What do we want to know anyhow? We want to know how he did it. This riddle remains. And this riddle is inseparable from the man: charismatic and threatening in equal measure, leaving even the fiercest critics unable to casually disregard it—and him. Not unlike another figure on another planet in the political solar system, Sarah Palin, Assange’s opponents may hate his mission, ideology, tactics, and even appearance, but they cannot deny he has moved our on an important issue, and raised a concomitant threat. He has made us emotional: presidents, generals, mothers of soldiers serving overseas. He has made us angry, and only ever more so in proportion to his icy cool.

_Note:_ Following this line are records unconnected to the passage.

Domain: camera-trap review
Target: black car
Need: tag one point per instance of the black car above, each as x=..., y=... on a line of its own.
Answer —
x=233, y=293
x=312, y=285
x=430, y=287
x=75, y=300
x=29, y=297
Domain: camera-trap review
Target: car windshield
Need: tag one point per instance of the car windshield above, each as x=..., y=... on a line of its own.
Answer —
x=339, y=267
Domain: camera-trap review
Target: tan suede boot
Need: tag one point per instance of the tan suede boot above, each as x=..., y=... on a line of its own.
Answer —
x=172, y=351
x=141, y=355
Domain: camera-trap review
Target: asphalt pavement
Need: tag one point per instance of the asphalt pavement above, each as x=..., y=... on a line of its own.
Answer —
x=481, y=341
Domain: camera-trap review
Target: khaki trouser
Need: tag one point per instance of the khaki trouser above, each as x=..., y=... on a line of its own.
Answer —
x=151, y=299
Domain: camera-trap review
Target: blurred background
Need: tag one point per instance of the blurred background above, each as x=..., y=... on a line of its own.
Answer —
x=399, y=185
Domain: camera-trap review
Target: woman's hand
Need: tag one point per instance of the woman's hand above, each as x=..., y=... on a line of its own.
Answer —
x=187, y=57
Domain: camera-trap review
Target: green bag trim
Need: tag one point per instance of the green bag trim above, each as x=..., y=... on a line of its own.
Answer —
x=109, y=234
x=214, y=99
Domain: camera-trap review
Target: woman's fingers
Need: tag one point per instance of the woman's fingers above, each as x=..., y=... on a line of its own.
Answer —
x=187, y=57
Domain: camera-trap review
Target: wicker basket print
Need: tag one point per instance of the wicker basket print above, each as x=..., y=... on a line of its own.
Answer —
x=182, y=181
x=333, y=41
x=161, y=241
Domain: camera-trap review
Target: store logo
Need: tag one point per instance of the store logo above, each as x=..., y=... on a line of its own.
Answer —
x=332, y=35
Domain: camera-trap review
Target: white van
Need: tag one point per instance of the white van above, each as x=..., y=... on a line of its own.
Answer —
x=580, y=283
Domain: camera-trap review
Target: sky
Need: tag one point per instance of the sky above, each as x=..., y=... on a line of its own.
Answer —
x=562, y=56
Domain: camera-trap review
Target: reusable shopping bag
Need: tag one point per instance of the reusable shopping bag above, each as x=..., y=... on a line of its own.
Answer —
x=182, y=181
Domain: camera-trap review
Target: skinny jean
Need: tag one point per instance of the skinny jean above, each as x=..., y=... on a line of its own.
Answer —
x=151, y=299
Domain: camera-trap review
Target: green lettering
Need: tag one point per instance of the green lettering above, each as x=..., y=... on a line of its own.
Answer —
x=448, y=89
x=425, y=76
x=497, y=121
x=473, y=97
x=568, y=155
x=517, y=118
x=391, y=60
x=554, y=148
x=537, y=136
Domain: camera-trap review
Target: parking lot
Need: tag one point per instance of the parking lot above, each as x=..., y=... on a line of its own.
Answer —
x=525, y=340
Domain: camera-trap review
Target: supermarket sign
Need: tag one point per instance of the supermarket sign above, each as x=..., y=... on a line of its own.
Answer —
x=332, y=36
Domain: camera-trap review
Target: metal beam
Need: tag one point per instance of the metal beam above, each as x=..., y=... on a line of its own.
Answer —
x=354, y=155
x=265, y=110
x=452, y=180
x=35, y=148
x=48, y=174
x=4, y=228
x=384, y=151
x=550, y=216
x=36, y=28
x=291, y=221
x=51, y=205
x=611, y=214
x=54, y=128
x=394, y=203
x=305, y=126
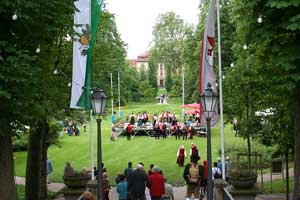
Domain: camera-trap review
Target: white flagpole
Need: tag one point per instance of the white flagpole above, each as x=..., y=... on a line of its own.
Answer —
x=183, y=91
x=92, y=143
x=221, y=92
x=112, y=95
x=119, y=93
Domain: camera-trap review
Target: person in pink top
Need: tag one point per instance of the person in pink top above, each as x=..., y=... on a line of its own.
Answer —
x=181, y=154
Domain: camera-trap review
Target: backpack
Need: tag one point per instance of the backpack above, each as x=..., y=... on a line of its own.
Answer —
x=217, y=175
x=194, y=173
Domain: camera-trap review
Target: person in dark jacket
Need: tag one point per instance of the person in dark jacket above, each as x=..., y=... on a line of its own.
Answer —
x=122, y=188
x=193, y=174
x=128, y=171
x=137, y=183
x=157, y=181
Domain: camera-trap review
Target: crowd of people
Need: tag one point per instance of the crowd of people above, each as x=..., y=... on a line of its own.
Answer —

Who is Assange? Will we learn more from reading his book than we did from reading The New Yorker? We may learn more from the book’s critical reception. Who will support his defense, especially once it has been put into words, and who will change their minds about him. A memoir can do certain things beyond woo literary critics: it can move hearts and minds. And, occasionally, it can move history.

Eighteen months ago, just before the WikiLeaks story began to unfold, Laurence Silberman published an essay, “On Honor,” in the Harvard Journal of Law and Public Policy. There is little doubt what Judge Silberman would think of Assange, but his conclusion then is relevant now. He references Freud. He writes:

There is something quite awful in our democracy for responsible representatives of either party (or their press sympathizers) to imagine the other party capable of [such] dishonorable behavior. It very much reminds me of the myth propagated by Republicans during and after World War II that President Roosevelt had deliberately hidden from our own Navy and Army forced in Pearl Harbor the imminent Japanese attack or, for that matter, that President Bush had manufactured intelligence concerning Saddam’s possession of weapons of mass destruction. Indeed, in my view, such accusations—without adequate support—betray a lack of honor on the part of those who levy the charges. It is, to use a psychiatric term, a form of projection. The accusers can imagine their political opponents capable of such behavior because they can visualize using such tactics themselves.

We cannot parse the place of projection in leaked cables, but we might well parse it in memoir. Unless: what if Assange surprises us? Might the memoir present a man other than the one we’ve come to know via images Skyped from English country estates? This would be the most interesting outcome of all.